Here, it is undisputed that the critical act of docketing judgments as to all counts did not occur on June 12, 2019. Due to a clerical error, the judgment as to count IV of the F.L. Roberts counts was not docketed until July 2, 2019. The second judge's establishment of different dates for entry of judgment for purposes of filing an appeal of the Quetti counts was improper because there was insufficient evidence in the record to support a finding that the first judge made an "express determination that there is no just reason for delay" as required by Mass. R. Civ. P. 54 (b). [Note 4] Under the circumstances of this case, the action as to all counts was not terminated for purposes of triggering appellate rights and obligations until July 2, 2019. Id. Compare Joseph A. Fortin Constr., Inc. v. Massachusetts Hous. Fin. Agency, 392 Mass. 440, 441 n.2 (1984) (judge's decision stating "no just reason for delay" and "[t]he plaintiff's claim is dismissed with prejudice" sufficient to trigger appeal rights and obligations).

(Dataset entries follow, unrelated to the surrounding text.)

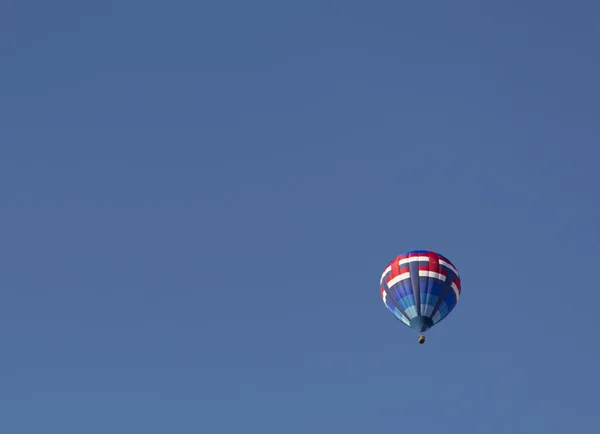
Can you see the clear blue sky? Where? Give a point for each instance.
(198, 199)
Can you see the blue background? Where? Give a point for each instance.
(198, 199)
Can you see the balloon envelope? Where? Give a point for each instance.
(420, 288)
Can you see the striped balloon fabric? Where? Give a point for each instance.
(420, 288)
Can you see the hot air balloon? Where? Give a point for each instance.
(420, 288)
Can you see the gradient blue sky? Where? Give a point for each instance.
(198, 199)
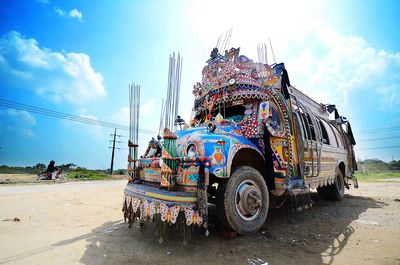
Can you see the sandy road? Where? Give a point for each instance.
(81, 223)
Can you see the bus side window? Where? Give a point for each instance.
(309, 124)
(331, 134)
(325, 138)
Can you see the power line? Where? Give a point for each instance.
(377, 130)
(377, 139)
(380, 147)
(56, 114)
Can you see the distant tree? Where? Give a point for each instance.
(40, 167)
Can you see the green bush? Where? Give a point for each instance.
(85, 174)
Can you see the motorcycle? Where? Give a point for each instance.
(57, 175)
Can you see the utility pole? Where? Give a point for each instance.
(112, 156)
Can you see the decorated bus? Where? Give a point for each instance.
(254, 142)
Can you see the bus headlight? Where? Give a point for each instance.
(191, 150)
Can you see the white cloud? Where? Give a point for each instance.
(75, 13)
(22, 115)
(56, 76)
(121, 116)
(17, 122)
(80, 127)
(344, 65)
(59, 11)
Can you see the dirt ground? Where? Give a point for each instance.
(81, 223)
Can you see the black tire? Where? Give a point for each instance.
(335, 191)
(243, 201)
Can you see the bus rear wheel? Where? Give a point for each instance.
(333, 191)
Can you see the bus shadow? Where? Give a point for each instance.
(314, 236)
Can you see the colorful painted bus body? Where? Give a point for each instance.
(245, 144)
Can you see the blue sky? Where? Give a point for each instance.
(78, 57)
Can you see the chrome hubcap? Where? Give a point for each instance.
(248, 200)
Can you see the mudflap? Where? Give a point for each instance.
(299, 199)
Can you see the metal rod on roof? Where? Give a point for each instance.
(272, 50)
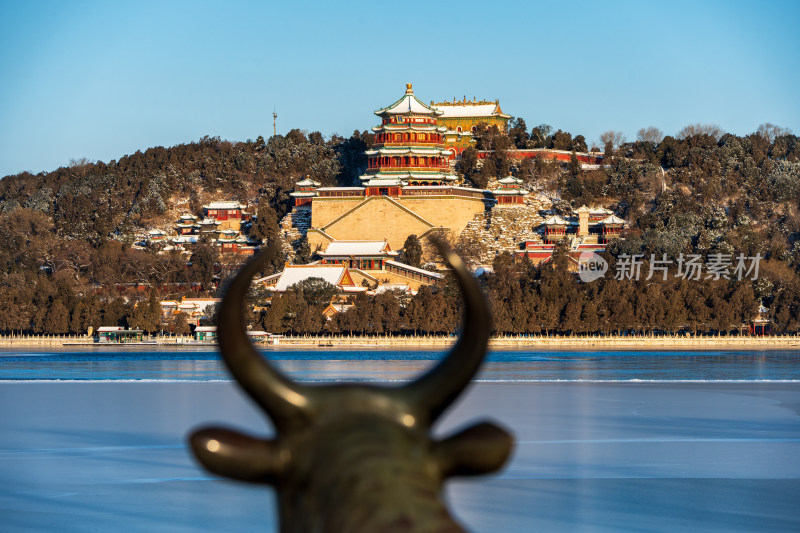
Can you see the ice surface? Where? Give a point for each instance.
(590, 457)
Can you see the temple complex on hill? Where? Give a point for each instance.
(409, 186)
(461, 119)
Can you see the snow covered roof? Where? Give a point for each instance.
(408, 104)
(294, 274)
(509, 192)
(555, 220)
(456, 132)
(407, 127)
(415, 269)
(613, 219)
(224, 205)
(469, 109)
(348, 248)
(404, 151)
(200, 303)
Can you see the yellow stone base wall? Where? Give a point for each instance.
(379, 218)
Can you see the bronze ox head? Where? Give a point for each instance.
(355, 458)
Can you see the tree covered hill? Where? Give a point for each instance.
(66, 260)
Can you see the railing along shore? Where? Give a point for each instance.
(443, 341)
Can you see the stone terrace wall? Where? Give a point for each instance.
(503, 228)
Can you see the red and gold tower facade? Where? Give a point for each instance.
(409, 149)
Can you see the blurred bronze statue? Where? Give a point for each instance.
(355, 458)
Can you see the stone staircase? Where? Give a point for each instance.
(503, 229)
(293, 228)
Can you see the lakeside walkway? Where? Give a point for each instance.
(632, 342)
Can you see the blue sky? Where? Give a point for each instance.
(104, 79)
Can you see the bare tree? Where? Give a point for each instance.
(650, 134)
(771, 132)
(712, 130)
(611, 140)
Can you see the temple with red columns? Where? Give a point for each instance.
(409, 149)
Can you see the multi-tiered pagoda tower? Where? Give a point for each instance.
(409, 149)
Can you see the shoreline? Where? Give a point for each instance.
(442, 342)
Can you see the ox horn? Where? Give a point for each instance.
(285, 401)
(433, 392)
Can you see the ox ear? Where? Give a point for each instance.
(232, 454)
(478, 449)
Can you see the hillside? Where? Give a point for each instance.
(67, 260)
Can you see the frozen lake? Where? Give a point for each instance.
(605, 442)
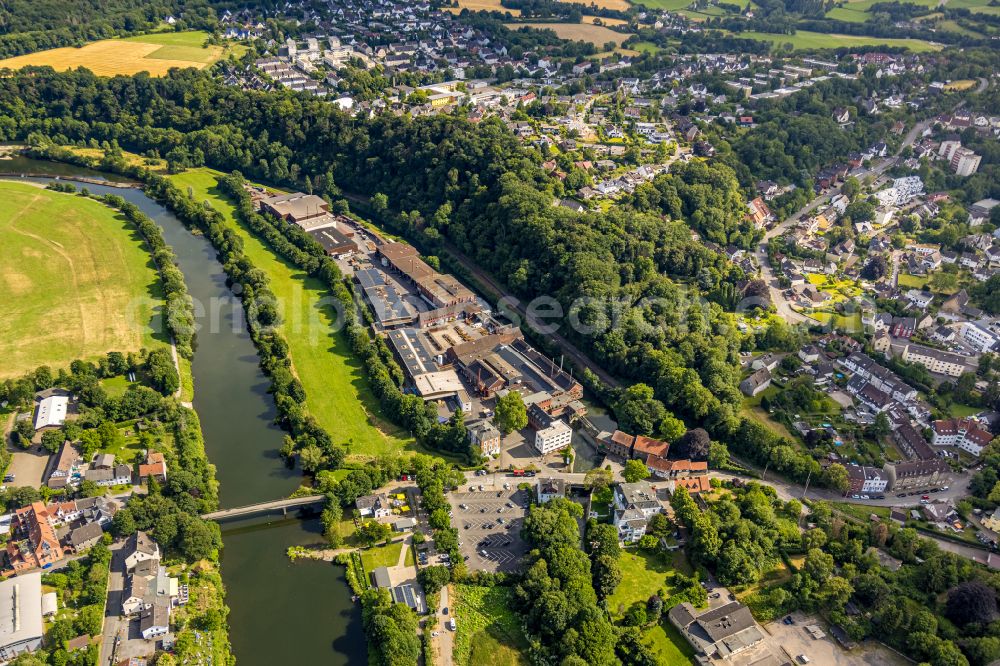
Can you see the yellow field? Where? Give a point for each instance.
(482, 6)
(604, 21)
(76, 281)
(618, 5)
(118, 56)
(578, 32)
(964, 84)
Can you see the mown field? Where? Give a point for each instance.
(859, 11)
(337, 390)
(618, 5)
(483, 6)
(76, 281)
(155, 53)
(805, 40)
(578, 32)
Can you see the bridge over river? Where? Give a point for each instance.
(261, 508)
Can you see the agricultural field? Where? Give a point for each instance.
(155, 53)
(336, 388)
(617, 5)
(482, 6)
(590, 20)
(76, 281)
(578, 32)
(805, 40)
(667, 5)
(488, 632)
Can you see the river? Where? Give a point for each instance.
(281, 613)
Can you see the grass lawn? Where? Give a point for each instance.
(668, 5)
(841, 322)
(805, 40)
(154, 53)
(76, 281)
(381, 556)
(582, 32)
(116, 386)
(960, 411)
(643, 574)
(668, 645)
(752, 409)
(488, 633)
(337, 391)
(905, 280)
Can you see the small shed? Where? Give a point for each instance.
(50, 604)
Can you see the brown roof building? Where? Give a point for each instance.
(33, 541)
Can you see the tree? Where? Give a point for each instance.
(718, 455)
(971, 602)
(638, 412)
(52, 440)
(694, 444)
(511, 414)
(433, 578)
(635, 470)
(836, 477)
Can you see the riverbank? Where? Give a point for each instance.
(266, 595)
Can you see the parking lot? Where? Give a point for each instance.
(795, 639)
(489, 525)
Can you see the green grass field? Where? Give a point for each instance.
(668, 5)
(76, 281)
(488, 632)
(381, 556)
(643, 575)
(337, 391)
(805, 40)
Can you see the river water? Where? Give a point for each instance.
(281, 613)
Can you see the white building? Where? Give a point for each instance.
(978, 336)
(553, 438)
(139, 548)
(966, 434)
(51, 412)
(867, 479)
(935, 360)
(21, 625)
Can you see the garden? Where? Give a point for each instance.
(488, 632)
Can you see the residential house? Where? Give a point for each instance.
(918, 475)
(967, 434)
(718, 633)
(756, 382)
(140, 547)
(867, 480)
(549, 489)
(33, 542)
(155, 467)
(374, 506)
(935, 360)
(485, 436)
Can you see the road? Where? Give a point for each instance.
(787, 490)
(782, 306)
(444, 642)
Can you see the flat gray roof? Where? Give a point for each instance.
(21, 608)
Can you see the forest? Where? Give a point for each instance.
(636, 281)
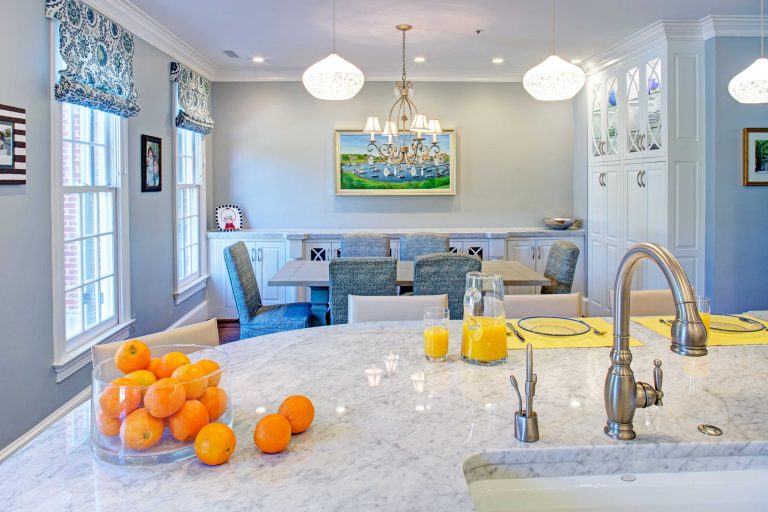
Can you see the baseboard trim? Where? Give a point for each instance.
(38, 429)
(197, 314)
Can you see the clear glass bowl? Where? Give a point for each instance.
(146, 443)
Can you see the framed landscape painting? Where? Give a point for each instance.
(755, 156)
(363, 172)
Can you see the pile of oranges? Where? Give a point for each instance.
(169, 391)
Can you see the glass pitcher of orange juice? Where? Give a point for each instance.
(484, 338)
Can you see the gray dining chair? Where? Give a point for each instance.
(434, 274)
(561, 267)
(257, 319)
(359, 276)
(364, 245)
(418, 244)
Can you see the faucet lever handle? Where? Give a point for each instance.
(657, 380)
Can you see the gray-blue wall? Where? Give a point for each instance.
(30, 392)
(736, 232)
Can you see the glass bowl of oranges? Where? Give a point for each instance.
(148, 404)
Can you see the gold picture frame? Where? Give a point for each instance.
(357, 175)
(755, 157)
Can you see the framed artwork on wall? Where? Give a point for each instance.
(151, 164)
(755, 156)
(360, 171)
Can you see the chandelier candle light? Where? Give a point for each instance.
(554, 79)
(751, 85)
(333, 78)
(405, 127)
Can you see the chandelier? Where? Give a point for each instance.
(405, 127)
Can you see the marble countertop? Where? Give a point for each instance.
(390, 447)
(324, 234)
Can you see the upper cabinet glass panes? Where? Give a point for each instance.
(653, 74)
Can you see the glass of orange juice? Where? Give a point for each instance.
(436, 334)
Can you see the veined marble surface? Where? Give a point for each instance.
(391, 447)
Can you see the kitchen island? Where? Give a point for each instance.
(400, 446)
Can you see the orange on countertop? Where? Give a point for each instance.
(272, 433)
(299, 412)
(215, 444)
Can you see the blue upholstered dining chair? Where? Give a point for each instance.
(419, 244)
(364, 245)
(359, 276)
(257, 319)
(561, 267)
(434, 274)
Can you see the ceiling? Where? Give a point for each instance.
(292, 34)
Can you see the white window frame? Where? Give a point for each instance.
(68, 359)
(190, 285)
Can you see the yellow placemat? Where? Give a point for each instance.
(588, 340)
(716, 338)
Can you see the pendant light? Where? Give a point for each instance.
(333, 78)
(554, 79)
(751, 85)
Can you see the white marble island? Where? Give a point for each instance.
(391, 447)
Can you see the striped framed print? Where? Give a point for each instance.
(13, 145)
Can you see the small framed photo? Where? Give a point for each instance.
(229, 218)
(151, 164)
(755, 156)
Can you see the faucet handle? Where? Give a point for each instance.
(657, 379)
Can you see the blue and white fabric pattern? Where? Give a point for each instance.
(193, 93)
(98, 54)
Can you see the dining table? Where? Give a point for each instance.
(314, 275)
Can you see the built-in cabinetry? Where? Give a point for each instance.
(646, 158)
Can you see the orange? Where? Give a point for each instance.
(299, 412)
(169, 362)
(140, 430)
(164, 397)
(132, 355)
(272, 434)
(208, 368)
(215, 400)
(107, 425)
(187, 421)
(121, 397)
(193, 378)
(215, 444)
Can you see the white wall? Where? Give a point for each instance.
(274, 151)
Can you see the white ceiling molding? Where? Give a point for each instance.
(144, 26)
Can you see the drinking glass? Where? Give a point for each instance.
(436, 334)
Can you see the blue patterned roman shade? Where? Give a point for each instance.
(193, 94)
(98, 54)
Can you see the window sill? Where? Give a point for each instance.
(81, 356)
(189, 289)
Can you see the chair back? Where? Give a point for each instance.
(649, 303)
(419, 244)
(243, 280)
(365, 245)
(359, 276)
(203, 333)
(394, 307)
(561, 267)
(520, 306)
(434, 274)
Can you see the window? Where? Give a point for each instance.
(190, 258)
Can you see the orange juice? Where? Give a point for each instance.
(436, 342)
(484, 342)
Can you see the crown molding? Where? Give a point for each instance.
(144, 26)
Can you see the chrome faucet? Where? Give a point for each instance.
(689, 338)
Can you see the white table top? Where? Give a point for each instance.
(315, 273)
(392, 448)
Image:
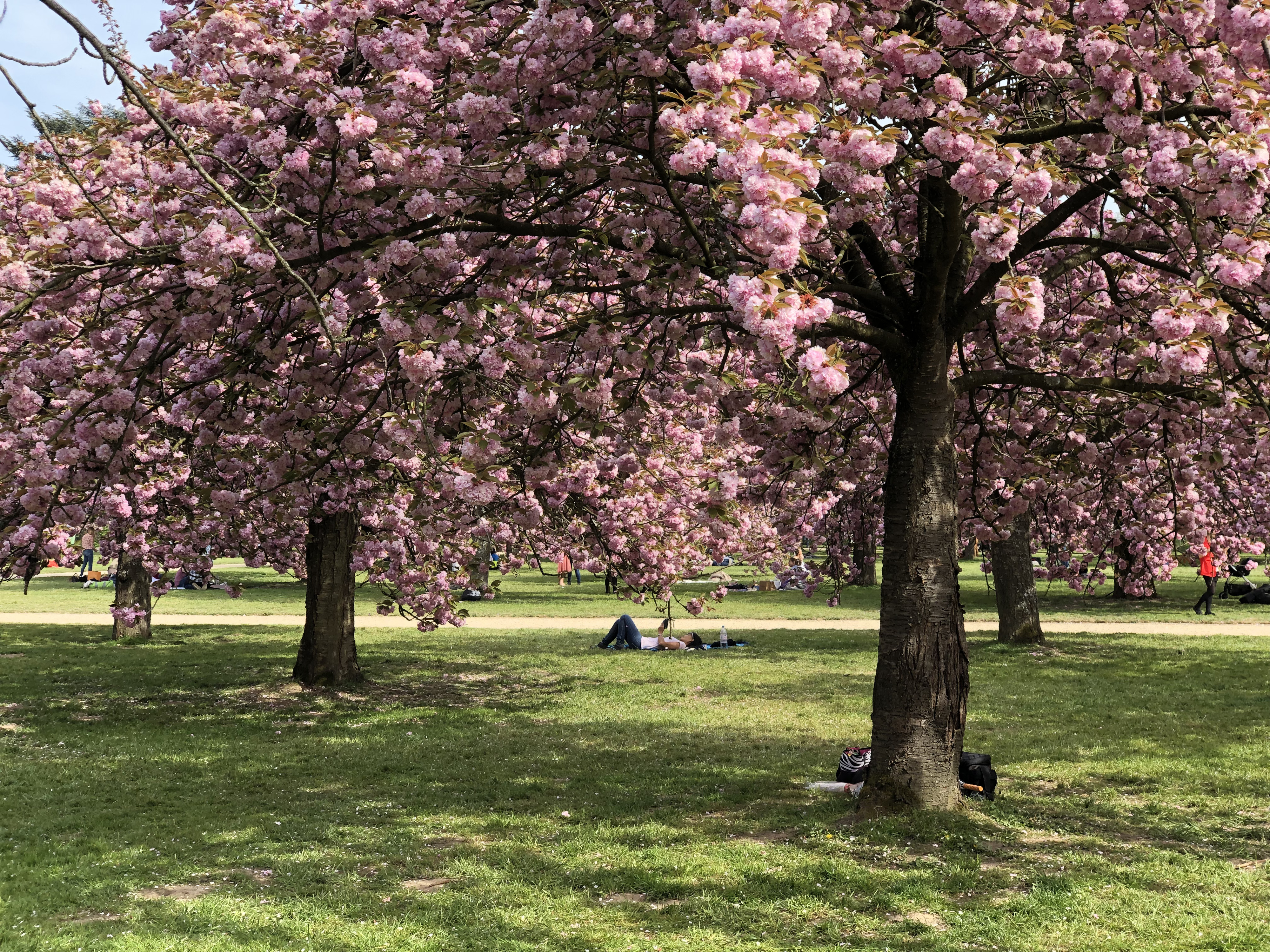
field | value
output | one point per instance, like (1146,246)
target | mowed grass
(529,593)
(1132,813)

The dismissal of the plaintiffs' appeal from the judgment on counts I and III is reversed, and the matter is returned to the Pittsfield District Court for the continued prosecution of the plaintiffs' appeal that was filed on July 10, 2019. [Note 5]
So ordered.
FOOTNOTES
[Note 1] Gloria M. McMahon.
[Note 2] F.L. Roberts and Company, Inc.
[Note 3] The plaintiffs' appeal of the summary judgment motion on the F.L. Roberts counts is stayed pending determination of this appeal.
[Note 4] It is uncontested that the parties did not request such action.
[Note 5] In light of our decision on the first issue, we do not address the ruling on the Rule 60 motion.